To be clear, it may not be different this time, but it is always worth considering both sides of an argument.

As we say in our previous article, “the batting average is not just 25% or 50% of the time, it is 100% of the time that an economic slowdown or recession has occurred after the yield curve inverts.” While this is true, it is only true for the U.S. One of the first tests of the reliability of an indicator or strategy is to test it in a different market. As demonstrated below, the yield curve has been a phenomenal indicator for the U.S., but slightly less so for other countries.
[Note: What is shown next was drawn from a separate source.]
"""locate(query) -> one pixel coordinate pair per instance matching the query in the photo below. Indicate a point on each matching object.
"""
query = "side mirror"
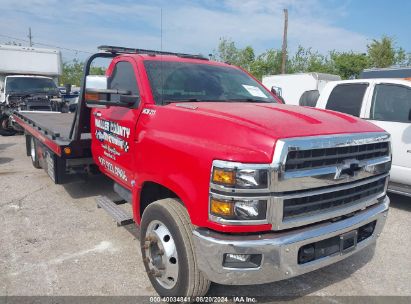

Now that we can confirm that the yield curve is not a flawless indicator, it becomes important to look at the causes and effects of yield curve inversions. The cause of a yield curve inversion is generally a pessimistic long term outlook by investors. This pessimistic outlook increases demand for long term security which increases demand for long term treasuries which lowers long term yields thus causing an inversion. But, this time, it appears that the first chain in the above link may be broken. Investors are not necessarily buying long term treasuries because of a pessimistic outlook, but rather because they are the best option in an otherwise low yielding world.

As shown below, yield opportunities in other sovereign issuers are difficult to find.
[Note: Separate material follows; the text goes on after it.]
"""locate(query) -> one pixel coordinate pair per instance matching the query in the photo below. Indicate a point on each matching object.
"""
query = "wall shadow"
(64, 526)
Though admittedly foreign purchases of Treasury bonds hardly explain downward pressure on long term yields as shown by the following chart.

If it is not foreign buyers driving yield down, then perhaps investors are simply more willing to take on duration risk than credit risk given the tight credit spreads shown in the following chart.
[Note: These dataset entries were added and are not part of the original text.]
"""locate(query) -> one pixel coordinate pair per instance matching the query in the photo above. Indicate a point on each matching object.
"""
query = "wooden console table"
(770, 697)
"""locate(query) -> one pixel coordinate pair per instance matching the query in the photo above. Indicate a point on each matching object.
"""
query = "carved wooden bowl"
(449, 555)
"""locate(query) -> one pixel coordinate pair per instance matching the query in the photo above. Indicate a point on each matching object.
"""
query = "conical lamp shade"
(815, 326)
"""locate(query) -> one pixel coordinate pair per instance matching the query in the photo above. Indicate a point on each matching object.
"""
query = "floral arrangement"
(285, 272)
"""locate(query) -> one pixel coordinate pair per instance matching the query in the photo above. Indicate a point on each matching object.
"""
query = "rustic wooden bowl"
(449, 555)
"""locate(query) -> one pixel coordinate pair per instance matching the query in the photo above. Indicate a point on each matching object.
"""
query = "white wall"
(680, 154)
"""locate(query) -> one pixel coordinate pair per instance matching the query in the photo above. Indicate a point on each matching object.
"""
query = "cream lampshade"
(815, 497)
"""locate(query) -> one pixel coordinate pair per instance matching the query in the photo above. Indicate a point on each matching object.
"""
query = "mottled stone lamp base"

This is seemingly supported by fairly consistent outflows from High Yield in 2018 (article).

While far from definitive, the cause of lower long term yields may simply be excess liquidity rather than a broad/growing pessimistic outlook.

If the cause of the inversion is indeed different, then perhaps the effect of the inversion will be different as well. The economy struggles after an inverted yield curve for many reasons, but one of the most important is that banks can no longer lend profitably. If banks pay short term interest rates on deposits while lending to companies/individuals at long term rates, then they struggle to reach profitability in an inverted yield curve environment.

In this particular case, however, bank deposit rates have not kept up with the increases in short term treasury rates as shown by the following chart of 1 Year Treasury Rates minus National 12 Month CD Rates on Jumbo Deposits.

If banks can keep their deposit interest rates artificially low, then they have more room for profitability than the typical 10yr – 2yr Treasury spread would indicate. As long as banks can continue to lend profitably, then loan supply should be available, and if the cause of the inversion is excess liquidity rather than rampant pessimism, then loan demand should be available as well.

While I cannot recommend that anyone completely ignore such a useful indicator, the inverted yield curve may not be the panacea that it is often made out to be.